Phillips turned 55 on Jan. 20 — he quipped to a crowd that he’ll be celebrating his inauguration on his next birthday — and Haley turned 52.

Phillips noted his shared birthday with Haley during his Saturday speech in Nashua. He wished her a happy birthday and said that both of them believe that this is a change election and that they are looking forward to the future, not the past.

Nikki Haley
Nikki Haley celebrated her birthday on Saturday. Robert F. Bukaty/AP

Phillips compared how Republicans speak about Trump in private versus in public to how Democrats criticize Biden behind closed doors.

“This is a battle for the soul of the country that President Biden ostensibly said he would try to fight, but he cannot win,” Phillips said in Concord on Friday. “I saw my colleagues lie saying privately ‘We all know that’ but publicly something totally different.”

The congressman predicted that Biden would lose to Trump if they face a rematch in the general election, as they almost certainly will.

His comments were a hit with at least some voters, who can choose between Phillips and 20 other listed candidates on Tuesday on the Democratic ballot or write in Biden.

“Phillips has the kindness of Joe Biden but the stamina of a younger man, which is really what we need,” said Barbara Young, a Manchester resident who attended Phillips’ Saturday event in Nashua. “Biden has been a great president but he is better as a bridge to new and younger candidates.”

Greg McKenzie liked what he heard from Phillips at the rally and said he would vote for him over Biden in the primary. While McKenzie was open to supporting Biden in the general election over Trump, if the race came down to Biden and Haley, he said he would cross party lines to vote for Haley because she seemed “normal and young.”

Nancy Wife, who is leaning toward Phillips, told NOTUS after his event that she was concerned about Biden’s age.

“I am an old person myself and there are many old people in government I am concerned about,” she said. “It is a concern for me. And maybe not so much age because there are people who are 95 who seem fine with everything they are doing whereas Biden does seem somewhat…,” she added, trailing off.

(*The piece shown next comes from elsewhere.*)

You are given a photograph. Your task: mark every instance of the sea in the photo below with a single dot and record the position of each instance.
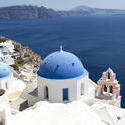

The Biden campaign did not respond to a request for comment, but the president and his allies have argued he remains sharp and engaged despite his age. First Lady Jill Biden recently said “his age is an asset,” while Biden’s principal deputy campaign manager Quentin Fulks argued that “age equals wisdom equals results and experience.”

Trump, who frequently calls Biden mentally unfit for the job, has insisted his own cognitive ability is top-notch. “A few months ago I took a cognitive test my doctor gave me ... and I aced it,” he said during a rally on Saturday.

And his voters seem to agree. A Trump supporter named Terry, who declined to give her last name, laughed when asked about Haley criticizing the former president for his mental fitness.

“You need to hear the entire speech, not just clips and cuts that are perverted by whoever cares,” she said of Trump outside his rally in Manchester on Saturday night. “Listen to the whole thing.”


Ryan Hernández is a NOTUS reporter and an Allbritton Journalism Institute fellow.